Tujuan Khusus (TUK) TUK pertama : Klien dapat membina hubungan saling percaya. Kriteria Evaluasi : Ekspresi wajah bersahabat, menunjukkan rasa senang, ada kontak mata, mau berjabat tangan, mau menyebutkan nama, mau menjawab salam, mau duduk berdampingan, mau mengutarakan masalah yang dihadapi. Intervensi yang ditetapkan : Bina hubungan saling percaya dengan mengungkapkan prinsip komunikasi terapeutik. Sapa klien dengan ramah baik verbal maupun non verbal. Perkenalkan diri dengan sopan. Tanyakan nama lengkap dan nama panggilan yang disukai pasien. Jelaskan tujuan pertemuan. Jujur dan menepati janji. Tunjukkan sikap empati dan menerima klien apa adanya. Berikan perhatian dan perhatikan kebutuhan dasar klien.

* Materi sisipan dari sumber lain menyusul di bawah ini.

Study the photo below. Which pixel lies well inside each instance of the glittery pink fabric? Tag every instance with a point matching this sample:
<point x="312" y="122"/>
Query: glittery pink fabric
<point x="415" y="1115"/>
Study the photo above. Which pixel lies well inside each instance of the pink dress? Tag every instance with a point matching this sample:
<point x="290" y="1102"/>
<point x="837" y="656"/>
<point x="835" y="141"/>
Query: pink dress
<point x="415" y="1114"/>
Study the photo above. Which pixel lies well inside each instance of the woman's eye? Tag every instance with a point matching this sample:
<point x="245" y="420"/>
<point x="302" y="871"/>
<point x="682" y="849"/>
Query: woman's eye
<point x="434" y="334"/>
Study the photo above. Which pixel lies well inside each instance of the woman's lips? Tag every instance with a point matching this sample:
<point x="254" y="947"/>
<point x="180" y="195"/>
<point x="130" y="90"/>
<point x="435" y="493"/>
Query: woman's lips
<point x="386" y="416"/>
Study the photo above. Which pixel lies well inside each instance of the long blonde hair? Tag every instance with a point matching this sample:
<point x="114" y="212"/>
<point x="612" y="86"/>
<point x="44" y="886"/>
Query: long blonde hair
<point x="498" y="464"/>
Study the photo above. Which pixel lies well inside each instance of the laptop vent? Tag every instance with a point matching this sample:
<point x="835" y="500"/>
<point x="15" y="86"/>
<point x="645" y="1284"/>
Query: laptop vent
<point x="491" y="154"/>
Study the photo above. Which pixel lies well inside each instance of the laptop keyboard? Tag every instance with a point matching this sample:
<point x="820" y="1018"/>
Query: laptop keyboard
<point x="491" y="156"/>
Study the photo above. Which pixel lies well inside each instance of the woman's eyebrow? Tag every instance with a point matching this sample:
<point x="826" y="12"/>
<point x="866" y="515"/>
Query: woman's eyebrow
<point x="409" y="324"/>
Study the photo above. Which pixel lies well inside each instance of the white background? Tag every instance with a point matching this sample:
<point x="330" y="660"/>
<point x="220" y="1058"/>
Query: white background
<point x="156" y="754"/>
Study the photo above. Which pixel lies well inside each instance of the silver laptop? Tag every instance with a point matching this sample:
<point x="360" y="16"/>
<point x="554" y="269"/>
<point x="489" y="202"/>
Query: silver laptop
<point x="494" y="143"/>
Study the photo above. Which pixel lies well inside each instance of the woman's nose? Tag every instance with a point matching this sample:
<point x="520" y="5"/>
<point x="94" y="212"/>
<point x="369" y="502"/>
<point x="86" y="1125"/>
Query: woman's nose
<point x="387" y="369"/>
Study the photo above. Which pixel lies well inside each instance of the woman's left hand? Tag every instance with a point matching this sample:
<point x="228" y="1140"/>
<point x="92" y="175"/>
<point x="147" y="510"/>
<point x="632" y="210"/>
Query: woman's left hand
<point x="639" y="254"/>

TUK kedua : Klien dapat mengidentifikasi kemampuan dan aspek positif yang dimiliki. Kriteria Evaluasi : Klien mengidentifikasi kemampuan dan aspek positif yang dimiliki. Seperti : Kemampuan yang dimiliki klien, aspek positif dari keluarga dan aspek positif lingkungan yang dimiliki klien. Intervensi yang ditetapkan : Diskusikan kemampuan klien dan aspek positif yang dimiliki oleh klien, setiap bertemu klien hindarkan dari pemberian penilaian negatif, utamakan memberi pujian yang realistis.
TUK ketiga : Klien dapat menilai kemampuan yang digunakan. Kriteria Evaluasi : Klien menilai kemampuan yang digunakan. Intervensi yang ditetapkan : Diskusikan dengan klien kemampuan yang masih digunakan selama sakit, diskusikan kemampuan yang dapat dilanjutkan penggunaannya.
TUK keempat : Klien dapat (menetapkan) merencanakan kegiatan sesuai dengan kemampuan yang dimiliki. Klien membuat rencana kegiatan harian. Intervensi yang ditetapkan : Rencanakan bersama klien aktivitas yang dapat dilakukan setiap hari sesuai kemampuan, seperti : kegiatan mandiri, kegiatan dengan bantuan sebagian serta kegiatan yang membutuhkan bantuan total. Tingkatkan kegiatan yang sesuai dengan toleransi kondisi klien, beri contoh cara pelaksanaan kegiatan yang boleh klien lakukan. Klien dapat melakukan kegiatan dalam kondisi sakit sesuai dengan kemampuannya, seperti : Beri kesempatan pada klien untuk mencoba kegiatan yang direncanakan. Beri pujian atas keberhasilan klien. Diskusikan kemungkinan pelaksanaan di rumah.
TUK kelima : Klien dapat melakukan kegiatan sesuai kondisi sakit dan kemampuan. Kriteria Evaluasi : Klien melakukan kegiatan sesuai kondisi sakit dan kemampuannya. Intervensi yang ditetapkan : Beri kesempatan pada klien untuk mencoba kegiatan yang telah direncanakan, beri pujian atas keberhasilan klien, diskusikan kemungkinan pelaksanaan di rumah.
TUK keenam : Klien dapat memanfaatkan sistem pendukung yang ada. Kriteria Evaluasi : Klien memanfaatkan sistem pendukung yang ada di keluarga. Intervensi yang ditetapkan : Berikan pendidikan kesehatan pada keluarga tentang cara merawat dengan klien harga diri rendah, bantu keluarga memberikan dukungan selama klien dirawat, bantu keluarga menyiapkan lingkungan di rumah.